Cuba, EE UU: ¡Venceremos!
Antonio Navalón
En 1898, el hundimiento del acorazado Maine y la ayuda de Estados Unidos hicieron posible que Cuba fuera, en teoría, independiente. Durante todo el siglo XX, la América que habla español llevó la marca indeleble de Cuba. De hecho, hasta que la isla se independizó tras la revolución de 1959, Latinoamérica había dado escasas lecciones de dignidad —a excepción del caso mexicano—, frente al colonizador y terrible enemigo del Norte.
La relación entre Washington y el resto de América es la historia de una tragedia, de un abuso y, sobre todo, de una doctrina, la elaborada por John Quincy Adams y atribuida al presidente James Monroe, y la diplomacia del gran garrote de Theodore Roosevelt. La frase “América para los americanos” sirvió para quedarse con todo, para robar la mitad del territorio a México y para tener carta abierta para invadir, destruir, aprobar, matar o provocar golpes de Estado, como en Chile.
Antes de declararse socialista, Cuba se rebeló, aunque el colofón fuera su desembarco final en el mundo comunista y episodios como la crisis de los misiles, máxima expresión de la Guerra Fría en América Latina. Desde los cielos, John F. Kennedy, contempla el fracaso de la política estadounidense: ni el bloqueo, ni ninguna otra medida sirvieron para doblegar a Cuba.

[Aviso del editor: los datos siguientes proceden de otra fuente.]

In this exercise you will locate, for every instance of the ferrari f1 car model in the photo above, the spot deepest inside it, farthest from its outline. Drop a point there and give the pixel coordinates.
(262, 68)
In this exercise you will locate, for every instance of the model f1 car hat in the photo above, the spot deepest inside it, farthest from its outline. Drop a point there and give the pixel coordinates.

Y ahora, en el siglo XXI, llega Obama. Mostrando su mejor versión y vistiendo la camiseta de presidente de Estados Unidos, el mismo hombre que desafía al Congreso y al Senado donde está en minoría para sacar adelante la ley de Migración, el político que vio que, más allá de los gestos, la estrategia hacia la isla era ineficaz y decide —con la mediación del papa Francisco, el pontífice político más importante de los últimos años—, tirar por la borda uno de los viejos principios sacrosantos del establishment estadounidense (es decir, su no-relación con Cuba) para hablar directamente con Raúl Castro, abrir embajadas y terminar una era.

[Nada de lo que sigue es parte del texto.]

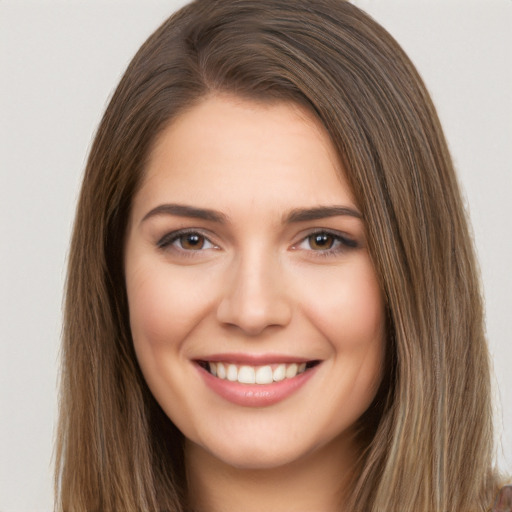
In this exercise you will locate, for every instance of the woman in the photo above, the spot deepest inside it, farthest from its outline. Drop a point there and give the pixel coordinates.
(271, 284)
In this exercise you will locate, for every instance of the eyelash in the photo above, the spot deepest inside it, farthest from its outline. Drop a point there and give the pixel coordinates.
(168, 240)
(340, 242)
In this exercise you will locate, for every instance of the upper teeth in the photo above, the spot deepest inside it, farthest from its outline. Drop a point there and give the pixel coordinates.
(255, 374)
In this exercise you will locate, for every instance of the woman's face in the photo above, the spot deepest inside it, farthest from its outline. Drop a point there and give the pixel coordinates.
(255, 310)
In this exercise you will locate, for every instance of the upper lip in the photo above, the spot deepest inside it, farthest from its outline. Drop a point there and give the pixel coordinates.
(254, 359)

Era evidente que el caso cubano no se resolvería de manera natural. Al final, el simbolismo cuenta, y la isla es demasiado insignificante para seguir jugando a David y Goliat. Cuba es importante porque es un signo de estabilización en esta época de desestabilización mundial. Es importante porque tiene una serie de estampitas políticas para canjear que van desde las conversaciones de paz con las FARC, hasta su ascendencia sobre Venezuela, el control de un cierto nacionalismo en países como Argentina o la reivindicación indigenista en Bolivia, con Evo Morales.

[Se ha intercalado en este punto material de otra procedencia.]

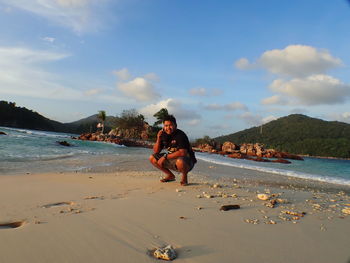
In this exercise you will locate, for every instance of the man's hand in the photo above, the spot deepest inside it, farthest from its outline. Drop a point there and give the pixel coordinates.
(161, 161)
(160, 134)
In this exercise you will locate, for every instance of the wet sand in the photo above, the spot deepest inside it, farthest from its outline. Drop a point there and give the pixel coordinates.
(119, 215)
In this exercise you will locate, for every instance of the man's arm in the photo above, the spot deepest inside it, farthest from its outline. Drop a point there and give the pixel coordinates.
(158, 145)
(178, 153)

La Cuba de los Castro, el único país que, junto a China, en medio de este tsunami histórico no ha cambiado su sistema político, es la prueba de que, contra las tesis de Francis Fukuyama, la historia no ha muerto y nada está decidido.
En contra de todo pronóstico y pese al hambre y el fracaso del sistema, Cuba emerge como una potencia organizadora y repartidora del juego político. Como referente, con capacidad de alternar la paz o la guerra en el continente, siempre fue un factor que podía actuar. Y lo hizo.
La realidad es que los únicos que pueden solventar el final del chavismo sin sangre son los cubanos. Con el establecimiento de relaciones diplomáticas entre Estados Unidos y Cuba, las campanas no doblan por Chávez y Venezuela, sino que son los venezolanos chavistas los que doblan por el fin de una utopía que exige un planteamiento más realista.
El cambio de la situación mundial ha traído a un papa argentino que ha entendido que la manera de revitalizar la decadente Iglesia católica en América Latina era comenzar a hacer política en América Latina. Por eso, su intervención deja en paz en la tumba a Gabriel García Márquez, hace justicia a Bill Clinton, tranquiliza –si es que todavía está en posesión de sus facultades mentales— al comandante Fidel Castro y manda una señal inequívoca a la América hispana: que hoy como ayer, cualquier solución sigue pasando por la Iglesia.
Vistas ahora, resultan aún más patéticas ciertas posiciones de presidentes españoles como Aznar. Nunca fue posible una transición tradicional en Cuba, y ahora su futuro no solo será un tema de primer orden, sino un elemento fundamental, por una parte para detener el desembarco de los rusos en el continente, y por otra para ayudar a Washington a recuperar el protagonismo que perdió, desde el 11-S, en la América hispana.